Yo me había preguntado muchas veces porqué la saeta que sirvió para que Font de Anta compusiera la elogiada marcha procesional y que figura manuscrita en la primera hoja de la partitura iba dirigida a la Soledad y no a la Esperanza.
Supuse que el preso era de Marchena, en cuya Semana Santa aparece una Virgen de la Soledad desde el siglo XVI pero no he encontrado datos que acrediten en aquella época el trabajo de ningún marchenero en las arenas del río.
Otros autores y tratadistas se habían preguntado lo mismo. Entre ellos Luis Melgar y Ángel Marín Rijula que, en su libro Saetas, Pregones y Romances Litúrgicos cordobeses, escriben que el término “saeta carcelera” se debe quizás a que soledad y cárcel se unen en un mismo dolor.
Sin embargo, la respuesta que me parece cierta la encontré en la página 157 del libro del profesor Juan Márquez Fernández “Historia de la Hermandad de la Santa Vera Cruz de Villamanrique de la Condesa” que la reproduce tras haber descrito la forma métrica y el esquema de la rima de este canto peculiar interpretado desde la prisión pero distinto a las saetas llamadas carceleras que tienen cinco versos ya que éste dispone solamente de cuatro:
Solea, dame la mano
por la reja de la cárcel
que somos muchos hermanos,
huérfanos de padre y madre.
Escribí en mi libro “Días de cofradías” en el capítulo Font de Anta contado por Font de Anta, que el músico Igor Stravinsky estuvo en Sevilla en la Primavera de 1921, deseoso de admirar la Semana Santa, de la que sólo conocía los testimonios escritos de los viajeros románticos.

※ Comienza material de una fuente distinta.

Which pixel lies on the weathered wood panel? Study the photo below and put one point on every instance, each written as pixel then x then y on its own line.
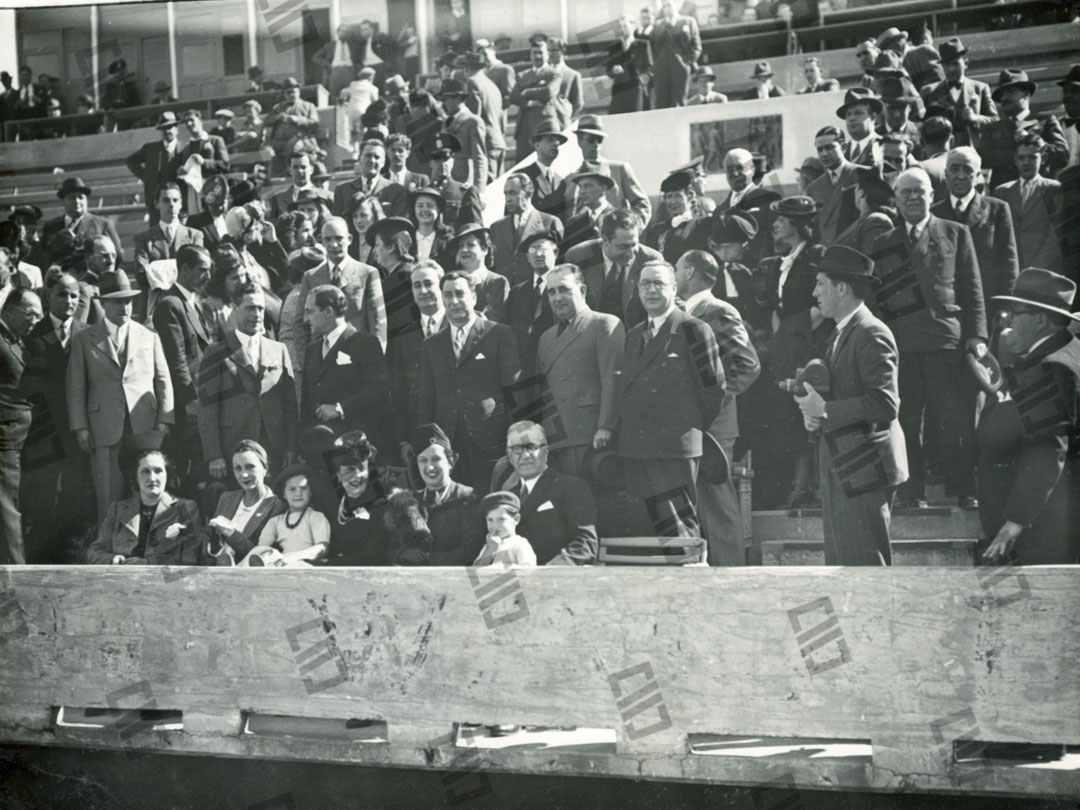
pixel 908 659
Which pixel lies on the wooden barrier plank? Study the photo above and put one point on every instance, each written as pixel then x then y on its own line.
pixel 878 655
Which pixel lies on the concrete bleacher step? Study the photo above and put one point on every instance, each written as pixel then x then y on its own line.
pixel 958 552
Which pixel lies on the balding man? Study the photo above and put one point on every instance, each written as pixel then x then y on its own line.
pixel 931 298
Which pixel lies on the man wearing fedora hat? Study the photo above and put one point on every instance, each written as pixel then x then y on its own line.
pixel 470 162
pixel 153 162
pixel 861 456
pixel 536 96
pixel 763 83
pixel 118 386
pixel 968 99
pixel 997 139
pixel 77 218
pixel 676 46
pixel 1027 475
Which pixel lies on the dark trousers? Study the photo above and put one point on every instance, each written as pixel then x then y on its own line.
pixel 856 526
pixel 669 489
pixel 932 387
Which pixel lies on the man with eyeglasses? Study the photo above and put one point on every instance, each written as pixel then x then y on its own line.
pixel 22 312
pixel 932 300
pixel 558 512
pixel 672 387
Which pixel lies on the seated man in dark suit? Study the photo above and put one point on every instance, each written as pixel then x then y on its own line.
pixel 558 513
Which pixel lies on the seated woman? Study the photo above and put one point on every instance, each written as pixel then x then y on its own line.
pixel 152 527
pixel 456 527
pixel 359 535
pixel 241 514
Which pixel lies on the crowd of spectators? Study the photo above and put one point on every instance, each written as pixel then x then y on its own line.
pixel 426 390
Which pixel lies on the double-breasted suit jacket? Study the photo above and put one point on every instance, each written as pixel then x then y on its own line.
pixel 353 375
pixel 579 367
pixel 1036 221
pixel 102 390
pixel 677 374
pixel 238 401
pixel 991 231
pixel 470 389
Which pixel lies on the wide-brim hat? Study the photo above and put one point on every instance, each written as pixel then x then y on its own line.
pixel 714 466
pixel 590 125
pixel 71 186
pixel 795 207
pixel 548 127
pixel 848 262
pixel 856 96
pixel 115 285
pixel 1043 288
pixel 1009 79
pixel 386 226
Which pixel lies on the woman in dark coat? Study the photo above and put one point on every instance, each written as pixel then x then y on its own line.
pixel 359 535
pixel 242 513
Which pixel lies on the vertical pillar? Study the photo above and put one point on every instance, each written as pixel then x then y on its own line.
pixel 95 59
pixel 174 75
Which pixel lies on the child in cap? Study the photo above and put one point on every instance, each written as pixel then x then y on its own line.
pixel 503 547
pixel 301 534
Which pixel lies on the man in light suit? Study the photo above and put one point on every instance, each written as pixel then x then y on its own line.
pixel 676 45
pixel 464 373
pixel 1036 205
pixel 931 298
pixel 522 220
pixel 346 381
pixel 861 456
pixel 968 98
pixel 361 283
pixel 577 360
pixel 118 386
pixel 696 275
pixel 153 162
pixel 625 193
pixel 370 183
pixel 246 390
pixel 672 366
pixel 828 190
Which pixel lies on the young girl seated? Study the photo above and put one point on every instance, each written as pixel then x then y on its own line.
pixel 301 535
pixel 503 547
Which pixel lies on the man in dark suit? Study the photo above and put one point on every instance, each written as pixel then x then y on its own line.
pixel 611 265
pixel 696 274
pixel 178 321
pixel 672 367
pixel 464 373
pixel 1027 476
pixel 931 298
pixel 246 390
pixel 54 469
pixel 521 223
pixel 577 359
pixel 153 162
pixel 22 311
pixel 75 193
pixel 346 381
pixel 370 181
pixel 969 99
pixel 558 513
pixel 861 457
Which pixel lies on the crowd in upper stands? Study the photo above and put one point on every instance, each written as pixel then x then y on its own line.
pixel 423 389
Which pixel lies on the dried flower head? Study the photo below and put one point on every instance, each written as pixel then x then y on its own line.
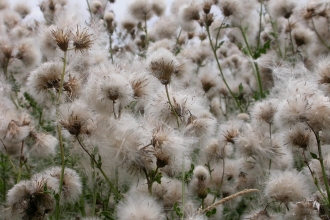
pixel 82 40
pixel 287 186
pixel 28 200
pixel 265 111
pixel 76 119
pixel 47 76
pixel 302 36
pixel 207 4
pixel 71 188
pixel 162 64
pixel 159 7
pixel 282 8
pixel 299 136
pixel 137 206
pixel 189 13
pixel 62 38
pixel 141 9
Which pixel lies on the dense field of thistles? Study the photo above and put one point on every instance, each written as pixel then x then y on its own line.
pixel 217 109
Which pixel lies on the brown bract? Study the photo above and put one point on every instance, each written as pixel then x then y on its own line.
pixel 162 71
pixel 62 38
pixel 82 40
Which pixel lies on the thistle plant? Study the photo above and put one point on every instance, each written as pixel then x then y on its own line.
pixel 240 131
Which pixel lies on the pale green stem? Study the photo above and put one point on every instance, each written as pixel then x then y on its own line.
pixel 57 210
pixel 320 159
pixel 220 69
pixel 260 23
pixel 254 64
pixel 94 190
pixel 89 9
pixel 98 165
pixel 172 107
pixel 110 49
pixel 62 77
pixel 319 36
pixel 183 189
pixel 146 30
pixel 292 47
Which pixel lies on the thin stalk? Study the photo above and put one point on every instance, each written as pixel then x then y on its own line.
pixel 113 109
pixel 19 175
pixel 5 67
pixel 62 77
pixel 313 176
pixel 183 189
pixel 221 182
pixel 89 9
pixel 319 36
pixel 228 198
pixel 292 47
pixel 150 179
pixel 254 64
pixel 172 107
pixel 260 23
pixel 57 210
pixel 274 26
pixel 220 69
pixel 98 165
pixel 110 49
pixel 146 30
pixel 320 158
pixel 94 190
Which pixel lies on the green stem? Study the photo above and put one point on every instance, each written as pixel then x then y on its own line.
pixel 292 47
pixel 57 210
pixel 260 23
pixel 146 30
pixel 319 36
pixel 220 69
pixel 313 176
pixel 254 64
pixel 89 9
pixel 320 158
pixel 110 49
pixel 325 178
pixel 183 189
pixel 274 27
pixel 172 107
pixel 94 190
pixel 99 167
pixel 21 163
pixel 62 77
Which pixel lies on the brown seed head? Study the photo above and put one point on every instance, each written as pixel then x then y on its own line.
pixel 7 50
pixel 162 71
pixel 82 40
pixel 207 6
pixel 62 38
pixel 75 124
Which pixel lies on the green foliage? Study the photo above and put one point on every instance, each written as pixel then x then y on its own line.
pixel 177 210
pixel 212 212
pixel 262 50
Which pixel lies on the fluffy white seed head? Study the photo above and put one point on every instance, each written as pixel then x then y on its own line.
pixel 138 207
pixel 287 186
pixel 162 64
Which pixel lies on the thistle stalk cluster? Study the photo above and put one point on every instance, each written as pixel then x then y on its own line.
pixel 207 110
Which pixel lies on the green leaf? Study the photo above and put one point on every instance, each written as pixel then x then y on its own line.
pixel 262 50
pixel 177 210
pixel 314 156
pixel 240 88
pixel 210 213
pixel 158 178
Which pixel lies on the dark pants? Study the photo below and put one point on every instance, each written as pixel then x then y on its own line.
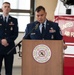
pixel 8 62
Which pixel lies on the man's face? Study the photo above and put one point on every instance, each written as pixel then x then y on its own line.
pixel 41 16
pixel 6 8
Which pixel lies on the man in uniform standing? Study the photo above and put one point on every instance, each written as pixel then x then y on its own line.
pixel 8 34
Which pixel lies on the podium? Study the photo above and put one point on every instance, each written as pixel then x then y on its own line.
pixel 42 57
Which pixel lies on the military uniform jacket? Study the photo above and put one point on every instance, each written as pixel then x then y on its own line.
pixel 52 31
pixel 8 31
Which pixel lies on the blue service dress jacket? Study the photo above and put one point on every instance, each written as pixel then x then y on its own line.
pixel 8 31
pixel 52 31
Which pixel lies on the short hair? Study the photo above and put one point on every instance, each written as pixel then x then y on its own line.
pixel 6 3
pixel 39 8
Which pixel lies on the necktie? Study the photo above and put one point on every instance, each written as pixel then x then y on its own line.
pixel 43 30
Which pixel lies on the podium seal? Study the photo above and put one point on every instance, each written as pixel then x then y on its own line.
pixel 41 53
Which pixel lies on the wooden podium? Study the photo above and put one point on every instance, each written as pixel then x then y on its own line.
pixel 54 66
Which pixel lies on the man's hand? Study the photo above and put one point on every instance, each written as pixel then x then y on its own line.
pixel 4 42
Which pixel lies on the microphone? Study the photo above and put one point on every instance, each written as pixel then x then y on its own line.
pixel 34 28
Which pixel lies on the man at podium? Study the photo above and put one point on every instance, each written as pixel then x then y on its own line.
pixel 42 28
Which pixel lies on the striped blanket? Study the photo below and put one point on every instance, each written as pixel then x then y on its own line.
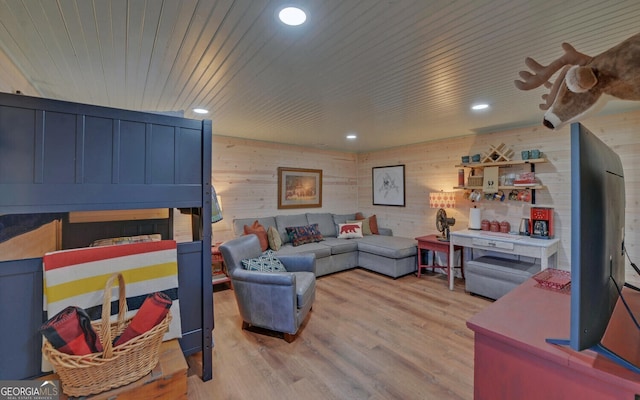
pixel 77 278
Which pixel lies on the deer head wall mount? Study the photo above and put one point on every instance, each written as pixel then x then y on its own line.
pixel 585 83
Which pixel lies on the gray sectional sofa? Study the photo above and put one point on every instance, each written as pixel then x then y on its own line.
pixel 386 254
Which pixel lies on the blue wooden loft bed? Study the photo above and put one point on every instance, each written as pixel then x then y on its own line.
pixel 59 157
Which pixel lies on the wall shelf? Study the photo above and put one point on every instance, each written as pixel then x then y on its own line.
pixel 505 164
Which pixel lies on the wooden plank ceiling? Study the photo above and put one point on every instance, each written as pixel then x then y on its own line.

Vino procedente de París, acompañado de su íntimo amigo y colaborador Diaghilev, el creador de los ballets rusos, con quien trabajó en El pájaro de fuego y La consagración de la primavera.
Stravinsky y Diaghilev se alojaron en el hotel Madrid y tuvieron en Juan Lafita, otro periodista cultísimo y políglota un cicerone excepcional.
Y fue presenciando el desfile de la cofradía de San Bernardo por la Puerta de la Carne, cuando Igor Stravinsky, al escuchar la marcha Soleá, dame la mano, que interpretaba la Banda Municipal de Música detrás del paso de la Virgen del Refugio, le dijo a su amigo Diaghilev:
“Estoy escuchando lo que veo y  viendo lo que escucho”.
Juan Lafita comentó después este elogio en las siempre animadas tertulias del ateneo hispalense como homenaje al compositor sevillano y a Julio, ateneísta también, le faltó tiempo para llevarlo a sus tres hermanas que, en la casa en que vivían en la calle Miguel Cid, me lo contaron a mí.
La saeta de un recluido en un centro de detención que se hacía música procesional. El cante ancestral de raíces profundas, mitad oración, mitad notas musicales adecuadas a la expresión vocal, que dormía en el subconsciente del joven preso desde que llegó a sus oídos cualquier viernes santo de su lejana infancia, en el pueblo de sus mayores, se había convertido en la partitura magistral que elogiaba el compositor extranjero.
Es una suposición, desde luego, pero qué hermoso es darla por sucedida en la vida real.